“Anomie” political systems? More prevalent than expected. Lebanon is a striking example
Posted by: adonis49 on: December 2, 2015
“Anomie” political systems?
More prevalent than expected.
Lebanon is a striking example
Basically, in an anomie system, most the politicians revert to business men because they have been for so long in power and elections (democratically or otherwise) have been postponed for various reasons.
In these anomie systems, the politicians are no longer interested in the public good and focus their energy on plundering the public funds to establish their own enterprises at the expenses of the other private investors.
They control all the economical facet of the public life, from paper towel, gas stations, malls, cosmetics, building materials, real estates licences, private providers of electricity and water, private schools, private hospitals, communication lines…
In these anomies systems, the State or government institutions stop investing in the infrastructure, public electricity, water, schools, hospitals, fast internet communication…
Consequently, the citizens pay their taxes twice: Once to replenish the public budget and a second time to secure private providers of electricity, water, private schools, private hospitals…
In anomie systems, No super-individual norm can restrain the aggressions of individuals (at the sold of warlords and political leaders) or groups (mafia organizations run by the government)
It is a situation where the social fabric is tearing apart as described in 1893 by Emile Durkheim.
1. The few standing institutions control but a few of marginal sectors or territories of the collective life (In Lebanon, we still want to believe in the capabilities of the army, internal security services).
2. No more inter-subjective rational organizational normative legal foundations are running according to standards.
3. No viable and credible command/obey system to fall back on
4. No stable stratification of public morale
5. No legitimacy of the institutions: the political system is obliterated
6. A savage capitalism dominated by the politicians (swapping financial and economic interests among themselves)
7. The politicians increase voting on privileges for their family members and clans (privileges for life)
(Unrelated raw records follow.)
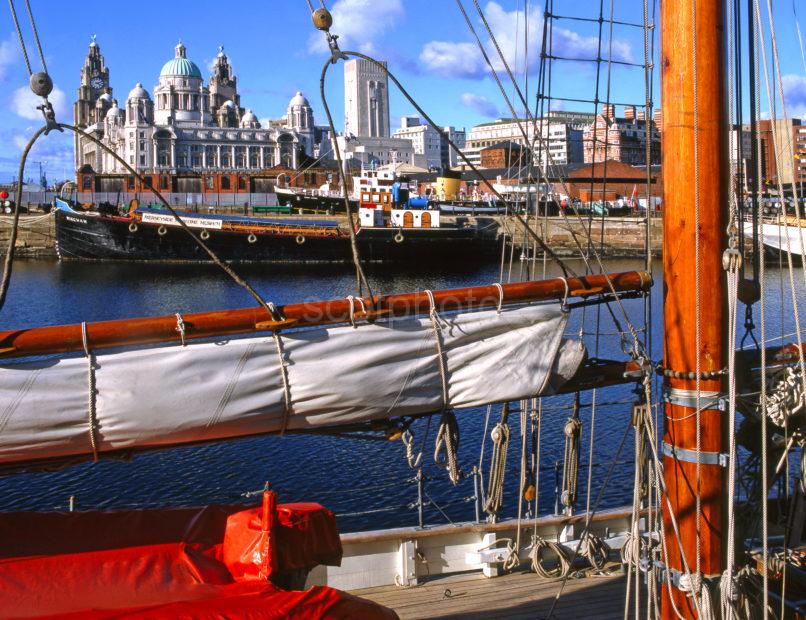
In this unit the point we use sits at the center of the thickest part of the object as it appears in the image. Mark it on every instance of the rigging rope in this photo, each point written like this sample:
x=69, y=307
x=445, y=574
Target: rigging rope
x=498, y=462
x=570, y=481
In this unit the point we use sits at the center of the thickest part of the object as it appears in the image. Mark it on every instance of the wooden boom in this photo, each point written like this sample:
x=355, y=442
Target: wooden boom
x=149, y=330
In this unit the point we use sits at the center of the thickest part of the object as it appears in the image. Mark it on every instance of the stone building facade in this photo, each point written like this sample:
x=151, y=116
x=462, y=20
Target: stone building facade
x=189, y=130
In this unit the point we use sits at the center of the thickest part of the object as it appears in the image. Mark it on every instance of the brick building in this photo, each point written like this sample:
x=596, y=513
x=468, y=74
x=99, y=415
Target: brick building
x=504, y=155
x=621, y=139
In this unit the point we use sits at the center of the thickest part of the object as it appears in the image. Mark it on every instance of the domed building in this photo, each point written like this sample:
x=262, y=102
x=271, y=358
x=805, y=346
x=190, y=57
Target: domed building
x=191, y=136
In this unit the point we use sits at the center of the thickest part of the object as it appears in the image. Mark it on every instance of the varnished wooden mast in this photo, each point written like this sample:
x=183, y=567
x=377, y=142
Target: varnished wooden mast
x=150, y=330
x=680, y=271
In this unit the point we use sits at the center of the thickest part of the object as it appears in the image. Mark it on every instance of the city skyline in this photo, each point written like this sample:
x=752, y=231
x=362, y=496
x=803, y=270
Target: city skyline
x=429, y=47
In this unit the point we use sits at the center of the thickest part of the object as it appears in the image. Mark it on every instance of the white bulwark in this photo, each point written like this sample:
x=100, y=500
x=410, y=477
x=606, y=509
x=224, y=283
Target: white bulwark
x=188, y=125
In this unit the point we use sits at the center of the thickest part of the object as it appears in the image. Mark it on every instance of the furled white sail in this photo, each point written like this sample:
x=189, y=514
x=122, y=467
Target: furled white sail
x=171, y=395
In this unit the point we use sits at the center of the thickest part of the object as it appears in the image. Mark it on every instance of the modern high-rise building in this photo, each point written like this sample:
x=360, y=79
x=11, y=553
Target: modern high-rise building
x=366, y=100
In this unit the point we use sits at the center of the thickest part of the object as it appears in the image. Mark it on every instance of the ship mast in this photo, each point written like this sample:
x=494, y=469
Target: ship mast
x=694, y=173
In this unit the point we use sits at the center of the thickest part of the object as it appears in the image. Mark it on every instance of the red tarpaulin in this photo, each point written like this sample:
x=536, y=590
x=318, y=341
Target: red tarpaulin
x=207, y=562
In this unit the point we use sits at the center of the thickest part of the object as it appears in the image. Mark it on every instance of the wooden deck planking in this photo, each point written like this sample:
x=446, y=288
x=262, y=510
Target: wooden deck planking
x=518, y=595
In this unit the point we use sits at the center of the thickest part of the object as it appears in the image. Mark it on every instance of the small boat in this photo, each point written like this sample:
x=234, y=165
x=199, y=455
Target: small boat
x=782, y=236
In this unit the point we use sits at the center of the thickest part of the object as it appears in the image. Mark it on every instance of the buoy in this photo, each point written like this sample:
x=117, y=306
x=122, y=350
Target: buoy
x=322, y=19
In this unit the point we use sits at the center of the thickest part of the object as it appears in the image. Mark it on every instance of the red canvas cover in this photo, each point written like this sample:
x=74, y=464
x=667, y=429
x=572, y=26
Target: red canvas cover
x=210, y=562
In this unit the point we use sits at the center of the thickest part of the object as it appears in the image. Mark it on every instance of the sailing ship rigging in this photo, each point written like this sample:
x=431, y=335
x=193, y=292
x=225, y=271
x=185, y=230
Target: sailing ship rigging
x=105, y=389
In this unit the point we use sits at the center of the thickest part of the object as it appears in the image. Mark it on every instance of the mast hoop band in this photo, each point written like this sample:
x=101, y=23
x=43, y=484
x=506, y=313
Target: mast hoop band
x=91, y=405
x=689, y=398
x=690, y=456
x=704, y=375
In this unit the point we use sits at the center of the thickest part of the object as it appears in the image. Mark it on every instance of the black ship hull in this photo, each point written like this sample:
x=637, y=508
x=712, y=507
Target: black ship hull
x=82, y=236
x=311, y=203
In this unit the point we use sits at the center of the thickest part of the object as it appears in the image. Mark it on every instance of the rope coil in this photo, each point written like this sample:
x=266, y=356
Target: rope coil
x=541, y=553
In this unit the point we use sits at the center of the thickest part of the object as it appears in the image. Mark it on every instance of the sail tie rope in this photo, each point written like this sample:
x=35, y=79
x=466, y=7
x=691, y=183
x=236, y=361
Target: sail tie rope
x=571, y=430
x=180, y=327
x=286, y=387
x=448, y=434
x=448, y=442
x=91, y=391
x=731, y=263
x=498, y=463
x=500, y=296
x=564, y=304
x=351, y=299
x=595, y=550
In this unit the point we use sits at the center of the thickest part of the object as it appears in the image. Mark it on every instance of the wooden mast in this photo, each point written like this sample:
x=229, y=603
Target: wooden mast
x=151, y=330
x=679, y=83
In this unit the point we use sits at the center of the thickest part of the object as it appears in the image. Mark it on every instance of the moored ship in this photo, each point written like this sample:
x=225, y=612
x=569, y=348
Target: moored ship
x=399, y=234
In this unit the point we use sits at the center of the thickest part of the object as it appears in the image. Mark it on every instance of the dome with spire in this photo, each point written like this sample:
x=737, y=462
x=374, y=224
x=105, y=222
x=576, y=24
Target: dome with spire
x=114, y=111
x=249, y=120
x=138, y=92
x=180, y=65
x=299, y=100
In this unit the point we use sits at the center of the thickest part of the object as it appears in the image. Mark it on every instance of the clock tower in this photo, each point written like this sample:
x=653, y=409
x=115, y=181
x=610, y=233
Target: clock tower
x=94, y=84
x=93, y=102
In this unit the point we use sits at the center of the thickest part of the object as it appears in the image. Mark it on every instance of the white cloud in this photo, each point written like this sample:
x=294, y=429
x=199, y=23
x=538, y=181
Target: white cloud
x=24, y=103
x=480, y=104
x=462, y=59
x=795, y=95
x=359, y=24
x=8, y=56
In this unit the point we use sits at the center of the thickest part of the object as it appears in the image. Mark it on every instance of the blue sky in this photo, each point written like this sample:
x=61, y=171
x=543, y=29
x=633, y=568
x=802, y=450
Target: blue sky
x=275, y=52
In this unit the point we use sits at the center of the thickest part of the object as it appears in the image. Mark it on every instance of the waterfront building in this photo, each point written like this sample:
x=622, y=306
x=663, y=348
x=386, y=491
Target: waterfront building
x=376, y=152
x=190, y=135
x=622, y=139
x=429, y=143
x=366, y=100
x=555, y=139
x=789, y=136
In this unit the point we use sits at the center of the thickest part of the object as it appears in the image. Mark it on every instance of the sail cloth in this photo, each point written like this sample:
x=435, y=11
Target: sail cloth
x=170, y=395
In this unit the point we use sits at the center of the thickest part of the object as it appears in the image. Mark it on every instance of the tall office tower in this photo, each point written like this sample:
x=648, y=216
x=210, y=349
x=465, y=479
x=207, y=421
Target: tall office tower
x=366, y=100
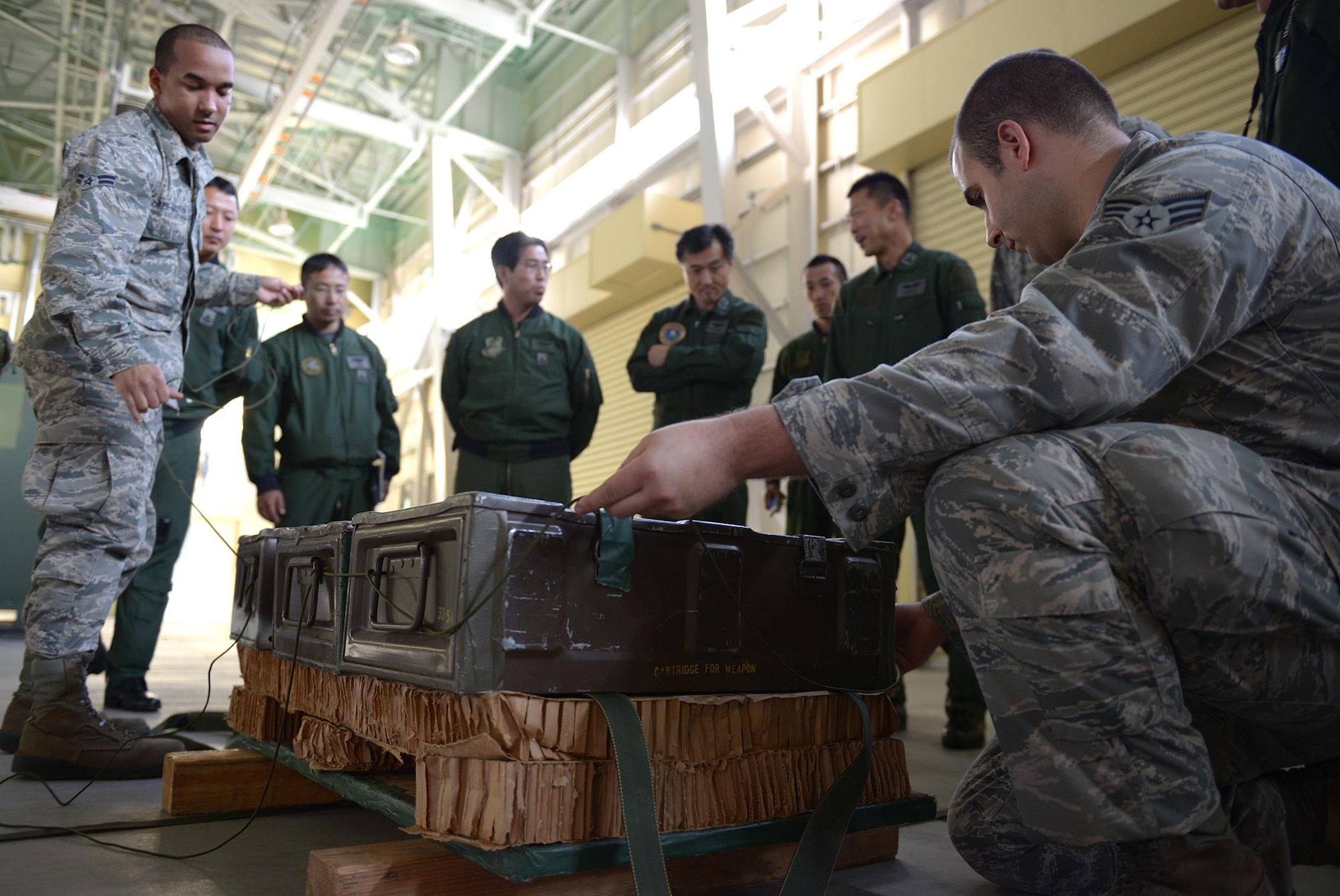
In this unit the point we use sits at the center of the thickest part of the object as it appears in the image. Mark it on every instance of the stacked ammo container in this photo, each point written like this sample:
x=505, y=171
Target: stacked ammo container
x=459, y=638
8. The legal system is totally in the hands of the politicians
9. The Constitution is a mere piece of paper that has no relevance in crucial periods. Any clause can be changed once the corium in this Parliamentary system is satisfied. Usually, it is supposed to be a one-time emergency until it becomes the norm
10. Lawmakers or deputies in the Parliament can hold ministerial executive positions and almost every deputy get to snatch a ministerial job.
11. No budget is submitted to parliament. No one wants to account for the funds that were received and never registered with the finance ministry. Grants, foreign loans, gifts… don’t go to the Central Bank. (In Lebanon, over $11 billions disappeared within 6 years, and no budget can be submitted before an accounting is established)
12 Once a fund is stolen, the money is for the keeps since there are no judicial or executive recourses to recover the embezzled checks and fund.